Die Intention des Telefonbuches ist es sicherlich nicht, aufzuzeigen, wie häufig manche Familiennamen vorkommen. Aber wenn man sich das Telefonbuch durchliest, stellt man trotzdem fest, dass der Familienname "Müller" verdammt häufig ist. - Obwohl das nicht die Intention des Telefonbuchschreibers war.
Daher immer schön trennen zwischen der Intention eines Textes und den Informationen, die darüber hinaus mitvermittelt werden.
--- Zitat ---Wichtiger als das, was ich nun zur Immersion geschrieben habe und was nicht, finde ich aber eine Diskussion über den von mir in den Strang eingebrachten Begriff der Charakterzentriertheit.
--- Ende Zitat ---
Inwiefern ist das in einem Strang zu "Ist Fate eine Enttäuschung; war: Größte Rsp-Enttäuschungen 2014" relevant?
Scheinbar war bisher niemand von der Charakterzentriertheit on Fate enttäuscht. Ich kenne auch niemanden, der sich über zu viel oder zu wenig Charakterzentrirtheit in Fate beschwert. - Das Thema Charakterzentrierthiet ist in diesem Thread also vollkommen OT.
@ Draig-Athar
--- Zitat von: Draig-Athar am 3.01.2015 | 17:33 ---Woher willst du denn wissen, dass es für IHN nicht so ist?
--- Ende Zitat ---
Ich kann es nicht wissen.
Im Gegenteil: Ich vermute sogar, dass es für Chiarina tatsächlich so ist. (Das heißt, ich vermute, Chiarina hat bei Fate genau so viel Immersion wie bei klassischen RPGs.)
Aber das ändert doch nichts am Eindruck, dass der Post vermittelt, Fate behindere nicht stärker die Immersion als klassische RPGs. (Im Gegenteil, das verstärkt den Eindruck sogar.)
Wisdom-of-Wombats:
--- Zitat von: Chruschtschow am 3.01.2015 | 17:39 ---@Murder-of-Crows:
Naja, vielleicht vergiftet es die Diskussion etwas, wenn eben einige Leute von ihren eigenen Erfahrungen berichten, diese aber mit Allgemeinplätzen beharkt werden, warum alle Typen von Rollenspielern Fate doof finden.
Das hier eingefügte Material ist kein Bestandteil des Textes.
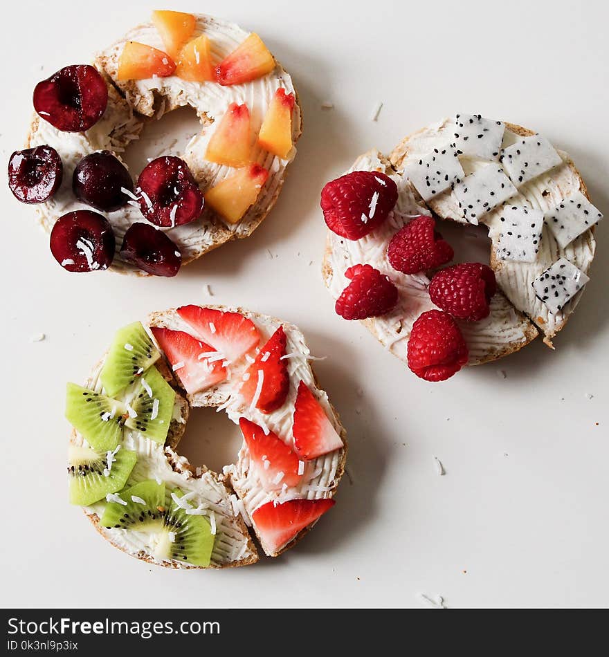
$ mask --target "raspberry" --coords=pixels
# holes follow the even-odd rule
[[[447,267],[429,284],[429,296],[438,308],[468,322],[489,316],[489,302],[496,291],[495,272],[479,262]]]
[[[419,214],[397,232],[387,250],[391,266],[403,274],[435,269],[453,255],[453,248],[436,232],[433,217],[426,214]]]
[[[397,288],[388,276],[370,265],[354,265],[345,272],[352,279],[336,301],[336,313],[345,320],[384,315],[397,302]]]
[[[408,339],[408,367],[426,381],[444,381],[467,362],[467,345],[454,319],[443,311],[419,315]]]
[[[385,174],[354,171],[322,189],[321,209],[330,230],[359,239],[387,219],[397,202],[397,185]]]

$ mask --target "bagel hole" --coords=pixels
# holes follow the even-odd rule
[[[464,225],[455,221],[436,222],[436,230],[455,250],[453,263],[481,262],[491,260],[491,240],[485,225]]]
[[[226,413],[217,413],[213,408],[193,408],[176,451],[194,468],[206,465],[221,472],[224,465],[236,462],[242,443],[241,430]]]
[[[188,142],[201,129],[192,107],[178,107],[163,114],[158,120],[146,121],[140,138],[132,141],[122,154],[122,160],[137,180],[149,160],[163,155],[181,155]]]

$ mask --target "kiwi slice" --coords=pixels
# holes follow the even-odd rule
[[[108,466],[110,454],[112,463]],[[118,449],[100,454],[90,447],[71,446],[68,452],[70,502],[88,506],[108,493],[120,490],[136,464],[135,452]]]
[[[181,497],[176,488],[170,493]],[[172,500],[154,550],[158,559],[173,559],[192,566],[210,564],[214,547],[214,535],[205,516],[186,513]]]
[[[158,532],[163,528],[165,515],[165,483],[154,479],[140,481],[120,493],[127,506],[108,502],[100,520],[102,527]]]
[[[173,416],[176,394],[156,367],[144,372],[135,385],[136,395],[130,402],[135,415],[130,416],[125,425],[163,443]]]
[[[113,450],[122,436],[124,404],[75,383],[69,383],[66,418],[94,449]]]
[[[113,397],[161,358],[140,322],[116,331],[100,378],[106,394]]]

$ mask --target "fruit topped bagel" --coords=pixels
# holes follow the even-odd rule
[[[570,157],[525,128],[457,114],[371,151],[327,183],[323,276],[346,320],[361,320],[428,381],[507,355],[565,326],[589,280],[594,226]],[[489,264],[451,264],[440,221],[483,225]]]
[[[118,331],[84,386],[68,384],[70,501],[149,563],[222,568],[276,557],[334,504],[345,432],[302,334],[240,308],[184,306]],[[179,454],[190,412],[239,425],[214,472]],[[218,436],[221,440],[221,436]]]
[[[153,12],[99,53],[34,90],[9,186],[35,204],[71,272],[174,276],[248,237],[277,200],[300,135],[290,75],[262,39],[203,15]],[[190,106],[201,123],[183,152],[141,171],[122,159],[147,122]]]

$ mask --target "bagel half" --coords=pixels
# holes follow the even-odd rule
[[[240,313],[251,320],[261,333],[261,344],[282,326],[287,338],[287,353],[297,355],[288,359],[288,373],[290,388],[284,405],[269,414],[263,415],[257,409],[244,407],[242,400],[237,397],[236,391],[241,373],[247,362],[231,366],[229,378],[201,392],[187,394],[181,388],[180,381],[172,371],[170,364],[161,351],[163,358],[155,363],[163,378],[176,392],[173,420],[164,445],[143,437],[136,432],[129,432],[125,445],[129,450],[138,454],[138,461],[129,478],[129,485],[144,479],[160,476],[172,485],[179,486],[183,492],[194,491],[197,501],[209,505],[214,511],[217,533],[214,544],[210,567],[225,568],[245,566],[255,563],[264,552],[257,548],[252,535],[257,535],[254,524],[252,535],[247,526],[251,526],[251,515],[261,505],[270,501],[282,502],[294,498],[318,499],[334,497],[345,471],[347,454],[346,432],[340,424],[338,415],[330,403],[327,395],[317,383],[309,359],[310,352],[304,337],[293,324],[280,320],[252,313],[242,308],[221,306],[208,306],[222,311]],[[152,313],[146,322],[148,327],[161,326],[176,331],[190,331],[188,326],[177,314],[176,309]],[[93,369],[85,387],[100,391],[100,380],[105,356]],[[184,434],[190,412],[196,408],[215,408],[228,415],[227,420],[238,423],[242,416],[269,429],[281,436],[291,435],[292,416],[296,389],[300,380],[304,381],[313,391],[322,405],[332,425],[340,436],[344,447],[333,452],[317,457],[307,463],[307,472],[314,475],[313,479],[303,477],[298,486],[282,490],[265,490],[255,470],[251,468],[249,454],[244,442],[235,463],[224,467],[222,472],[215,472],[205,465],[194,468],[188,459],[178,453],[179,441]],[[71,436],[71,443],[75,445],[83,445],[84,440],[75,431]],[[235,497],[236,496],[236,497]],[[242,503],[240,513],[235,515],[233,500]],[[138,537],[137,533],[121,529],[109,529],[100,525],[100,517],[103,510],[103,502],[98,502],[84,508],[84,512],[98,531],[112,545],[147,563],[154,563],[170,568],[197,568],[188,564],[174,560],[156,559],[147,551]],[[276,557],[296,545],[312,528],[309,525],[300,531],[293,539],[276,551],[268,552],[271,557]]]

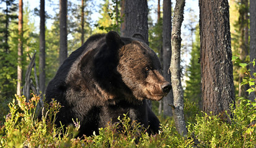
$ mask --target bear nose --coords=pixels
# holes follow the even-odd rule
[[[162,84],[162,89],[164,93],[168,93],[171,88],[170,84],[169,83],[166,83]]]

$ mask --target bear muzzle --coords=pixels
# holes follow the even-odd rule
[[[170,92],[172,86],[169,83],[165,83],[161,85],[161,88],[162,92],[167,94]]]

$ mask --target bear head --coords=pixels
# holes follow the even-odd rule
[[[105,43],[95,55],[94,64],[101,87],[113,96],[159,101],[171,89],[161,74],[157,55],[139,34],[125,38],[108,32]]]

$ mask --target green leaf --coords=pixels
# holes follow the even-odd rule
[[[250,86],[252,86],[252,85],[254,85],[254,84],[255,84],[254,82],[253,82],[253,81],[249,81],[249,85],[250,85]]]
[[[250,94],[250,92],[254,91],[254,90],[253,90],[252,88],[249,88],[249,89],[248,89],[248,90],[247,90],[246,91],[247,91],[247,92],[249,93],[249,94]]]
[[[241,64],[239,64],[239,65],[240,65],[241,67],[242,67],[242,68],[244,68],[244,67],[245,67],[247,65],[247,64],[245,64],[245,63],[241,63]]]
[[[234,61],[236,59],[237,59],[238,58],[239,58],[239,57],[234,56],[232,57],[232,61]]]

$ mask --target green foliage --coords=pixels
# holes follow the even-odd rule
[[[162,18],[155,24],[149,24],[149,42],[150,47],[157,53],[160,59],[162,58],[161,53],[162,47]]]
[[[97,28],[95,30],[97,32],[108,32],[111,30],[120,31],[120,25],[123,22],[124,17],[120,15],[120,1],[112,0],[110,2],[108,0],[105,1],[102,6],[102,18],[100,18],[97,24],[94,25]]]
[[[242,63],[242,60],[239,59],[238,56],[233,56],[232,57],[232,60],[234,62],[234,65],[239,66],[241,67],[241,70],[245,74],[244,77],[242,78],[242,81],[241,83],[241,85],[248,84],[249,88],[247,90],[245,90],[250,94],[252,92],[256,92],[255,89],[255,82],[256,82],[256,73],[250,73],[250,70],[248,69],[247,67],[249,67],[250,64],[252,64],[253,67],[255,66],[255,60],[247,64]]]

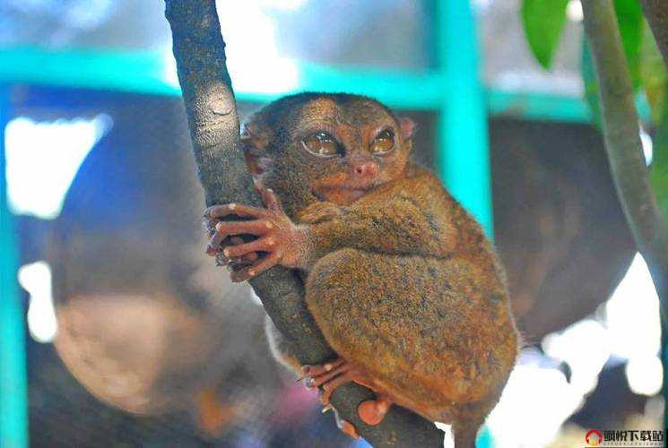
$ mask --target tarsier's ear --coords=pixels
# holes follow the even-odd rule
[[[402,136],[404,140],[412,140],[418,125],[411,118],[403,116],[399,118],[399,128],[402,131]]]
[[[257,122],[244,124],[241,126],[241,146],[248,171],[254,177],[266,171],[272,161],[266,151],[269,146],[268,132]]]

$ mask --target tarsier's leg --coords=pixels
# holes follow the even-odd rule
[[[269,319],[269,316],[265,321],[265,332],[269,342],[269,347],[273,354],[273,357],[283,366],[293,370],[298,375],[306,375],[304,373],[304,367],[299,364],[297,358],[295,357],[294,348],[291,346],[289,340],[281,334],[281,332],[275,327],[273,323]],[[333,363],[335,361],[333,361]],[[331,368],[330,368],[331,370]],[[308,381],[308,379],[307,379]],[[326,406],[325,406],[326,409]],[[343,419],[339,414],[334,410],[336,418],[336,426],[343,433],[350,435],[352,438],[360,438],[360,435],[355,428],[355,426],[348,420]]]
[[[302,371],[304,375],[308,376],[306,383],[307,387],[317,388],[322,386],[323,392],[320,400],[325,406],[329,404],[332,392],[345,383],[354,382],[369,389],[374,389],[371,378],[341,358],[320,366],[304,366]],[[392,406],[392,401],[389,397],[378,393],[376,400],[368,400],[360,403],[357,410],[360,418],[364,423],[373,426],[383,421],[390,406]]]

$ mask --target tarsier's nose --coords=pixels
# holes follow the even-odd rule
[[[378,164],[375,161],[364,161],[355,164],[355,174],[360,177],[376,177],[378,174]]]

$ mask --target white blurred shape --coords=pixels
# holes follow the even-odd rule
[[[600,323],[584,319],[545,336],[542,349],[568,364],[572,371],[571,386],[586,394],[596,387],[598,375],[610,358],[608,338],[608,332]]]
[[[499,405],[487,418],[495,448],[536,448],[554,440],[564,421],[582,404],[583,396],[563,373],[518,365]]]
[[[582,11],[580,0],[570,0],[566,6],[566,16],[573,22],[582,22],[585,13]]]
[[[653,396],[664,384],[664,367],[659,357],[634,357],[626,365],[629,387],[635,393]]]
[[[308,0],[260,0],[259,4],[275,9],[296,11],[301,8]]]
[[[611,349],[616,356],[630,359],[655,357],[659,353],[659,297],[639,254],[605,304],[605,324]]]
[[[216,0],[218,11],[225,12],[219,19],[235,91],[279,94],[297,89],[297,65],[293,59],[279,55],[276,23],[264,6],[297,9],[303,4],[304,0]],[[163,79],[178,86],[171,48],[165,48],[164,55]]]
[[[452,425],[436,422],[436,427],[443,431],[446,435],[443,438],[443,448],[455,448],[455,435],[452,433]]]
[[[643,144],[645,164],[649,167],[654,155],[654,143],[652,142],[652,137],[645,131],[643,126],[640,126],[640,142]]]
[[[19,283],[30,295],[28,330],[38,342],[51,342],[57,323],[51,293],[51,269],[46,262],[25,264],[19,269]]]
[[[58,216],[86,155],[111,129],[111,117],[35,122],[14,118],[4,129],[7,200],[16,214]]]

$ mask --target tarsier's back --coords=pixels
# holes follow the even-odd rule
[[[303,369],[324,401],[354,381],[378,395],[360,405],[366,423],[394,402],[452,423],[455,445],[468,447],[515,363],[516,332],[490,243],[410,161],[413,132],[411,120],[366,97],[310,93],[270,104],[242,134],[267,209],[213,210],[210,252],[250,233],[256,242],[223,243],[234,280],[273,264],[302,272],[309,310],[341,357]],[[217,222],[229,214],[256,220]],[[243,258],[253,254],[264,256]],[[294,366],[291,353],[278,356]]]

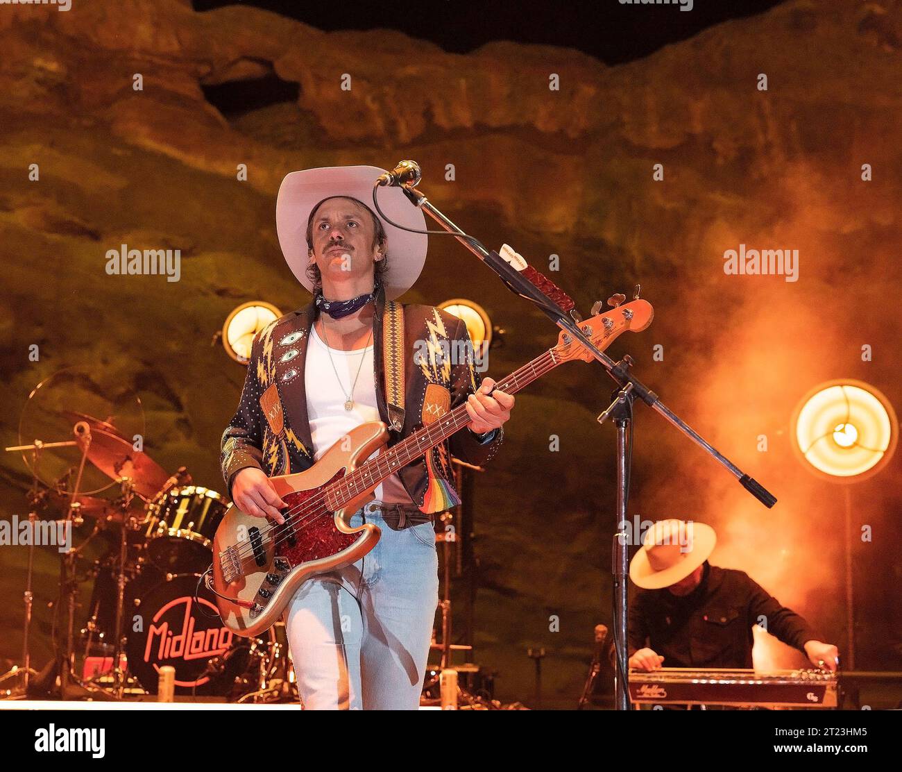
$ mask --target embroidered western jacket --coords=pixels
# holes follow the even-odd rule
[[[463,321],[432,306],[404,305],[403,415],[395,412],[386,402],[382,361],[386,302],[382,288],[375,302],[373,377],[379,414],[389,427],[391,447],[465,402],[479,388],[482,377],[474,367]],[[313,465],[304,366],[316,314],[311,302],[277,319],[253,339],[241,402],[222,437],[220,461],[230,495],[235,474],[246,467],[258,467],[274,477]],[[449,352],[464,356],[456,361]],[[503,436],[502,427],[482,441],[469,429],[463,429],[425,457],[399,470],[399,477],[421,512],[444,511],[460,503],[450,456],[484,464],[498,451]]]

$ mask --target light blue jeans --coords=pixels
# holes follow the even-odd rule
[[[375,547],[308,580],[285,612],[308,710],[419,707],[438,605],[435,531],[431,523],[394,531],[372,504],[351,518],[364,522],[382,530]]]

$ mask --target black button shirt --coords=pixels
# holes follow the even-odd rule
[[[704,563],[702,581],[678,597],[632,588],[630,656],[649,646],[664,667],[751,667],[752,625],[804,651],[819,636],[741,571]]]

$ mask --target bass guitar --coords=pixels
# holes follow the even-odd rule
[[[603,350],[626,330],[651,323],[654,312],[644,300],[619,305],[579,322],[580,330]],[[496,385],[516,394],[532,381],[571,360],[594,358],[562,331],[557,344]],[[235,635],[255,637],[285,610],[310,576],[349,565],[375,546],[379,527],[352,527],[352,516],[374,498],[383,479],[414,461],[470,423],[460,405],[391,448],[381,421],[362,423],[336,442],[312,467],[270,478],[288,504],[281,525],[246,515],[233,504],[213,540],[212,586],[223,624]],[[373,454],[379,451],[373,457]]]

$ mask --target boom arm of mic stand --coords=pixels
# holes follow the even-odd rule
[[[437,209],[432,203],[416,188],[402,186],[404,194],[410,200],[410,202],[422,209],[442,228],[454,235],[457,240],[475,255],[480,260],[485,263],[493,270],[504,282],[505,285],[517,294],[532,301],[541,311],[562,330],[566,330],[568,334],[576,339],[583,347],[589,351],[599,362],[607,369],[608,374],[621,386],[631,383],[633,394],[637,395],[649,407],[656,410],[664,418],[686,434],[696,445],[698,445],[708,455],[713,457],[722,466],[735,477],[740,484],[765,507],[769,508],[777,503],[776,497],[771,494],[757,480],[745,474],[739,467],[731,461],[726,456],[721,453],[710,442],[704,440],[695,429],[689,426],[685,421],[679,418],[670,408],[661,403],[658,395],[646,386],[641,381],[636,378],[621,362],[614,362],[603,351],[599,349],[583,334],[579,326],[574,321],[556,302],[551,301],[541,290],[536,287],[520,272],[510,265],[497,252],[489,252],[476,239],[468,237],[463,230],[457,228],[450,219]]]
Da wird man sich schon von den Fatefans anhören müssen: "Sorry, als allgemeine Aussage ist das Quatsch, denn ich kenne eben Fälle, in denen das schlicht anders ist."
--- Ende Zitat ---
Ich habe da über die Spielertypen in meiner Runde berichtet, mehr nicht. Natürlich ist das bis zu einem gewissen Grad verallgemeinerbar, wie ich auch immer wieder höre, wenn man bei Leuten nachfragt, die Fate nicht mögen.
Ich verstehe nicht, warum sowas zu Tode diskutiert werden muss. Lasst uns doch unsere Meinung. Die darf ruhig falsch sein. Man muss nicht alles "richtig stellen". Oder habt Ihr Angst, dass unsere Meinung andere Personen negativ beeinflusst? Und selbst wenn, es tut Eurem Spielspaß doch keinen Abbruch.